Adding Ray Serve for Scalable Deployments

Bridge the gap between development and production by creating a fully deployed, scalable, and efficient serving solution. Deploy your fine-tuned ViT model efficiently with Ray Serve in this notebook.

4. Serving Scalable AI: Deploying Our Fine-Tuned ViT Model with Ray Serve


Milestone 4: Ray Serve for Scalable Deployments

Building a robust, scalable, and efficient deployment pipeline for machine learning models is a crucial step in bringing AI solutions to the real world.

Our journey so far has laid a strong foundation. We’ve fine-tuned our ViT model, optimized our data pipeline, and ensured that our model training scales efficiently. In this installment, we’ll bridge the gap between development and production by deploying our fine-tuned ViT with Ray Serve.

By the end of this notebook, you’ll have a fully deployed, scalable, and efficient serving solution for our fine-tuned ViT model.

Featured Libraries

Table of Contents

  1. Introduction to Ray Serve
    • Learn how to scale our deployment and load balance requests efficiently to meet real-world demands.
  2. Load Components
    • Saved model checkpoint
    • Featurizer
    • Sample image
  3. Create a Serve Deployment
    • Set up Ray Serve to handle model deployment and serving.
  4. Deploy the ViT Model
    • Deploy our fine-tuned ViT model as a scalable API endpoint, making it accessible for inference.
  5. Send Some Test Traffic
    • Test locally
    • Test via HTTP

1. Introduction to Ray Serve

Ray Serve is a scalable model serving library, built on top of Ray, that eases the scaling transition from development to production. Here are some features that define the library:

  • Scalable Serving: Ray Serve allows us to easily scale our model serving across multiple nodes, handling high request volumes and ensuring low latency.

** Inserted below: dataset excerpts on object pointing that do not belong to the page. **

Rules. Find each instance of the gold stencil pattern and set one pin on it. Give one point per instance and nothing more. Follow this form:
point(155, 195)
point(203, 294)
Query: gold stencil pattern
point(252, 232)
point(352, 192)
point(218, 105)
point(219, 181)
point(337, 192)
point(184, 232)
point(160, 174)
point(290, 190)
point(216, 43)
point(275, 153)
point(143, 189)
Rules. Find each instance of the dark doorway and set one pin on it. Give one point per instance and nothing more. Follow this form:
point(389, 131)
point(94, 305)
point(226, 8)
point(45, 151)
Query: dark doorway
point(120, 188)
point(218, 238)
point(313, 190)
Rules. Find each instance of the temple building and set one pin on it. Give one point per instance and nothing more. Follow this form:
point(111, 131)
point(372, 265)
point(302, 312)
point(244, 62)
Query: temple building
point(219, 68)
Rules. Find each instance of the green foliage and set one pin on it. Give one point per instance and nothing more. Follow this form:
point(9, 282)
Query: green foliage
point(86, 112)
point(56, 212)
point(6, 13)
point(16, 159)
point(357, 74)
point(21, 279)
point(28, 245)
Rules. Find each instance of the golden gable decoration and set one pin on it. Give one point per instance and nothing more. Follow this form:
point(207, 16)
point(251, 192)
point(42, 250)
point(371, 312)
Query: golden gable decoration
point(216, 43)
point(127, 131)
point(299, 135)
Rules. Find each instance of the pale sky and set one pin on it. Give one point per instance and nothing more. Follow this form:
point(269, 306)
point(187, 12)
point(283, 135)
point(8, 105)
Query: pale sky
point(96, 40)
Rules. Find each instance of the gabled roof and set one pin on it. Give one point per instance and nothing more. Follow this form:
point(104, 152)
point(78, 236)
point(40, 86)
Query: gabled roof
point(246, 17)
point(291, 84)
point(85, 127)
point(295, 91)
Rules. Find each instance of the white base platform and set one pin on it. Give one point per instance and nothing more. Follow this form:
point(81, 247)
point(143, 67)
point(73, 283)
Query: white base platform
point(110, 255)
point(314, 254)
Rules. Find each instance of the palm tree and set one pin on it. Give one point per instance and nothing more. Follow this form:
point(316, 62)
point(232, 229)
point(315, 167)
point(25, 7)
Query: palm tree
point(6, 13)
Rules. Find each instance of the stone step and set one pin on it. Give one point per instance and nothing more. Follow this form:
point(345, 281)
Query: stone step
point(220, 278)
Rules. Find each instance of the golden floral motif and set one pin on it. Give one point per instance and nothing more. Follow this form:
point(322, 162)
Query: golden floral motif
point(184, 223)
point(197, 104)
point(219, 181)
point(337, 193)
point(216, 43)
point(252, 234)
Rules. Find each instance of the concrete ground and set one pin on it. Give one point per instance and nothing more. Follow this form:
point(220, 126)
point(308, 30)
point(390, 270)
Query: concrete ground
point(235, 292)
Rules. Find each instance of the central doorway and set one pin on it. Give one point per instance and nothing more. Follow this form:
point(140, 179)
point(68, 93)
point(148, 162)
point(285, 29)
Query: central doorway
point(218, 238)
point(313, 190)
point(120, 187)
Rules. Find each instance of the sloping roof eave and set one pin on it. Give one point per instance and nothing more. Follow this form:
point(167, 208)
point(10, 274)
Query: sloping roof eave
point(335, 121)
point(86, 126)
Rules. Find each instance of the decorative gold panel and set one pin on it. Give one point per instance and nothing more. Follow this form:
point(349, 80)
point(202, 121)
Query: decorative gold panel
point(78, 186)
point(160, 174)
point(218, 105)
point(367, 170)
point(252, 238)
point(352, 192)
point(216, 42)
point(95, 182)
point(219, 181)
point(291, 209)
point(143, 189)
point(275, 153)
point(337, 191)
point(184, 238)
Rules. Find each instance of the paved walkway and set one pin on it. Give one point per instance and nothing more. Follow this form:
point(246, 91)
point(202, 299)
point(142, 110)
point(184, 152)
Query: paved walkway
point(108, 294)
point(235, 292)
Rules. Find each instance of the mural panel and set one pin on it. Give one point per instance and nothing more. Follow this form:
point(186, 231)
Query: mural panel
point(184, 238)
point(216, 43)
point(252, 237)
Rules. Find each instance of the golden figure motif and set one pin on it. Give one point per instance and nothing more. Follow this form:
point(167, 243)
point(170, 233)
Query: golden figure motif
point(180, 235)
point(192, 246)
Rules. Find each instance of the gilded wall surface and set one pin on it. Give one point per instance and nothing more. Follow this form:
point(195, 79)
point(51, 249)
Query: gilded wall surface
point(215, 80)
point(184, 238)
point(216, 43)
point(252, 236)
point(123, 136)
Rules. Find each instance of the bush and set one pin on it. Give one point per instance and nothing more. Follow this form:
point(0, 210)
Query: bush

  • Flexible Deployment: Ray Serve offers flexibility in deploying models as REST APIs, gRPC services, or Python functions, catering to various deployment needs.

  • Performance Optimizations for LLMs: Serving large language models offers unique challenges that Serve meets with response streaming, dynamic request batching, multi-node/multi-GPU serving, and more.

  • Monitoring and Auto-Scaling: It provides monitoring tools and auto-scaling capabilities to ensure the health and performance of our deployed model.

Let’s go ahead and serve our image classifier from the saved checkpoint to see how this composes with the rest of our Ray pipeline.

import numpy as np
import torch
import pickle
from PIL import Image
from transformers import ViTForImageClassification, TrainingArguments, Trainer, ViTImageProcessor

import ray
from ray.train import ScalingConfig, RunConfig

from ray import serve
import requests, json
from starlette.requests import Request

2. Load Components

Let’s start by fetching the minimal set of components we need for our first Ray Serve deployment. These are the fine-tuned model, the featurizer (for transforming incoming images), and some sample image that will act as user traffic.

Load our fine-tuned model

From our user_storage, we’ll be able to fetch a training checkpoint. In this way, we can test inference locally.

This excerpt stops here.